Here are five things you must know for Wednesday, Dec. 26:
1. -- Stock Futures Rise After Christmas Eve Plunge
U.S. stock futures rose modestly on Wednesday, Dec. 26, and shares in Asia finished mostly lower after Wall Street slumped Monday following Donald Trump's continued attacks on the Federal Reserve, saying the central bank was the U.S. economy's "only problem."
Contracts tied to the Dow Jones Industrial Average rose 170 points, futures for the S&P 500 were up 21 points, and Nasdaq futures gained 59.75 points. Wall Street was closed Tuesday for Christmas.

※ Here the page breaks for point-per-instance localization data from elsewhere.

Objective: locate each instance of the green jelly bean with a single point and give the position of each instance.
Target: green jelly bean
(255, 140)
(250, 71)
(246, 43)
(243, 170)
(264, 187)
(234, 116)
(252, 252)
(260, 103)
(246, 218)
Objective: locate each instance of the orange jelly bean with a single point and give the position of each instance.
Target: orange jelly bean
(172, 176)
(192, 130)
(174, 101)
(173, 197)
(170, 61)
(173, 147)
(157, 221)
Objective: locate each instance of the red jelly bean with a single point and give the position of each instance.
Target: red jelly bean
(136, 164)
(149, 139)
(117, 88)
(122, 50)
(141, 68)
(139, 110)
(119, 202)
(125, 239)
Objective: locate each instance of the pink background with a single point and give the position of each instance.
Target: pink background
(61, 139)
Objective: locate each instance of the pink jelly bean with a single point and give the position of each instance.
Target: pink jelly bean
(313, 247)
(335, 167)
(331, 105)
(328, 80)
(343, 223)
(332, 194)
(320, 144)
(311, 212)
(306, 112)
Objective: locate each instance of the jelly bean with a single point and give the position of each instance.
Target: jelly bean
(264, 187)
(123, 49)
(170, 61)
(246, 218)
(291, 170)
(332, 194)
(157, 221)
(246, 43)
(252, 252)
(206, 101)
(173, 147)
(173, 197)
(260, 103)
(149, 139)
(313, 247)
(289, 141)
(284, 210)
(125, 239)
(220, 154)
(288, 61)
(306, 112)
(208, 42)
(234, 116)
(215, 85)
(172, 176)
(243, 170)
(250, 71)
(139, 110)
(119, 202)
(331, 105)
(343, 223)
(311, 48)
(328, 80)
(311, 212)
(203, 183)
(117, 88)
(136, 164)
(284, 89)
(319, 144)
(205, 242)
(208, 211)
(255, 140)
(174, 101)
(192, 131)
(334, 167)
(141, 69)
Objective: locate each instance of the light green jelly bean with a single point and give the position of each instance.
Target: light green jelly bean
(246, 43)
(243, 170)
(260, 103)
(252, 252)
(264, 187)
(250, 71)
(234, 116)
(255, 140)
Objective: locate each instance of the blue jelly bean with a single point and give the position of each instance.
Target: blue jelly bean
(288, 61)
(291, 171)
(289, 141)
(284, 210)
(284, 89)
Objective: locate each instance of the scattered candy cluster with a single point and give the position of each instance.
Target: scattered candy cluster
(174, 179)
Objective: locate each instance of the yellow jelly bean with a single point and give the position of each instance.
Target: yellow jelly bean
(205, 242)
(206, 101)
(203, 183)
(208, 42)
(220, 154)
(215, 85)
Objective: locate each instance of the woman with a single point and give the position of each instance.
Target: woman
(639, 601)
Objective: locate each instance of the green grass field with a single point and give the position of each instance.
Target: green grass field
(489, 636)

Trump told reporters Tuesday that the Fed was "raising interest rates too fast because they think the economy is so good. But I think that they will get it pretty soon."
The Fed raised rates earlier this month for the fourth time in 2018.
U.S. stocks tumbled more than 2% on Monday, Dec. 24, after Trump said in a tweet that the Fed doesn't "have a feel for the Market, they don't understand necessary Trade Wars or Strong Dollars or even Democrat Shutdowns over Borders. The Fed is like a powerful golfer who can't score because he has no touch - he can't putt!"
The S&P 500 has fallen 19.8% from its all-time high on Sept. 20 - a decline of 20% would put the benchmark index in bear market territory.
Treasury Secretary Steven Mnuchin's call over the weekend to the CEOs of the six biggest U.S. banks did little to calm investors' nervousness.
2. -- Mnuchin in 'Serious Jeopardy' With Trump - Report
Speaking of the Treasury secretary, Donald Trump's frustration with Steven Mnuchin has grown following the stock market's huge pullback on Christmas Eve despite Mnuchin's attempts to calm Wall Street, CNN reported, citing a source close to the White House.
3. -- Trump Says 'Nothing New' on Government Shutdown
Donald Trump said there was "nothing new' on the partial shutdown of the U.S. government that started Saturday.
"Nothing new. Nothing new on the shutdown. Nothing new. Except we need border security," Trump told reporters Tuesday, the Associated Press reported.
The White House said Trump would reject any deal that doesn't include funding for a wall or a fence at the U.S.-Mexico border.
The Democrats in Congress staunchly oppose funding for the wall and have offered $1.3 billion for security. Trump has demanded $5 billion.
About 800,000 government workers are affected by the shutdown.
4. -- Holiday Retail Sales Rise 5.1%
Total U.S. retail sales, excluding automobiles, rose 5.1% between Nov. 1 and Dec. 24 from a year earlier, The Wall Street Journal reported, citing data from Mastercard SpendingPulse.
U.S. consumers overall spent more than $850 billion this holiday season, according to Mastercard.
Sales from online shopping jumped 19.1% between Nov. 1 and Dec. 24 from a year-earlier. according to Mastercard. The Journal noted how chains such as Walmart Inc. (WMT) and Target Corp. (TGT) extended deadlines to get online orders delivered before Christmas, while Amazon.com Inc. (AMZN) in some cities offered Prime members the option of free same-day delivery on Christmas Eve.
Sales at department stores fell 1.3% between Nov. 1 and Dec. 24, in part due to store closings.
5. -- Case-Shiller Report Highlights Wednesday's Calendar
The economic calendar in the U.S. Wednesday includes the S&P Corelogic Case-Shiller Home Price Index for October at 9 a.m. ET, and the Richmond Fed Manufacturing Index for December at 10 a.m.